According to a survey by Feeding America, a charity that distributes more than 2 billion pounds of food annually, demand at food banks across the country rose by 30 percent in 2008, compared to 2007. The number of food stamp recipients was up last year by 17 percent across New York state.

According to recent reports by the Food Bank for New York City, more than 3.1 million individuals have difficulty affording the food they need. This figure is a 55 percent increase since 2003.

The Food for Survival food bank in the Bronx collects, warehouses and distributes food to some 1,200 emergency and community food programs, many of them in Queens. To learn more, visit foodbanknyc.org.

The nonprofit City Harvest estimates that this year it will provide feeding programs in the city with 23 million pounds of food — 13 million of it as fresh fruits and vegetables.

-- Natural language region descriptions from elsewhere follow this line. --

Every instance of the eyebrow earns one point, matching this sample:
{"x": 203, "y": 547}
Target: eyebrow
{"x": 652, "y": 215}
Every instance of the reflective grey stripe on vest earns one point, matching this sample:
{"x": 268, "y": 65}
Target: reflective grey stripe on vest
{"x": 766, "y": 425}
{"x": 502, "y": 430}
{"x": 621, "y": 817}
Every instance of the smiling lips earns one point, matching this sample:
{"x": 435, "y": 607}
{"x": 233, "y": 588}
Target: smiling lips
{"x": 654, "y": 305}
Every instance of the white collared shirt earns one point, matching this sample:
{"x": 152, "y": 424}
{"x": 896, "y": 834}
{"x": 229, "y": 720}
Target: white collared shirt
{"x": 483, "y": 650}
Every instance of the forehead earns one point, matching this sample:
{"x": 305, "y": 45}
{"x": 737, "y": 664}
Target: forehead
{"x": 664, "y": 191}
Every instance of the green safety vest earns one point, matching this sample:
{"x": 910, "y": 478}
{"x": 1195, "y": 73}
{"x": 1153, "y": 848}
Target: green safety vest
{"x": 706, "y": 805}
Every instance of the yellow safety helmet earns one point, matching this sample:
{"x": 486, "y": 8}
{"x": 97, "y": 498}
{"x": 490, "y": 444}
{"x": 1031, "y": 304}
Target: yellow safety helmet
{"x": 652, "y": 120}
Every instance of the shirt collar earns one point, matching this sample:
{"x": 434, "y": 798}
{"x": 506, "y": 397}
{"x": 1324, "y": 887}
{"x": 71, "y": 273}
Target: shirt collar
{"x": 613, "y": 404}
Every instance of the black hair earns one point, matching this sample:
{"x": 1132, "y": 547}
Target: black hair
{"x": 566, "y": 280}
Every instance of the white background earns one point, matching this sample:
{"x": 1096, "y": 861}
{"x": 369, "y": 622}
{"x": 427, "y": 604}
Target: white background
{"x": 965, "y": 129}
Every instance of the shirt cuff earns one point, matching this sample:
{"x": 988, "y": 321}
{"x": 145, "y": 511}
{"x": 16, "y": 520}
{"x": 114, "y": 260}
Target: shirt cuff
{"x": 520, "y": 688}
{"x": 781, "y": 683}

The need for the children in the Forest Hills church and for others in our community to help the hungry is not going to subside soon. While there are small, hopeful signs, the end of the recession is not in sight.

But all of us can help with food, money and volunteering.

Take a cue from First Lady Michelle Obama. Early in March, she went to Miriam’s Kitchen in Washington, D.C., which serves homemade meals to 4,000 homeless people annually along with social service assistance.

She told the homeless that day, as she helped deliver their meals, “My job here is to serve you.”

A good motto for all of us when we help those in need with food, money or services.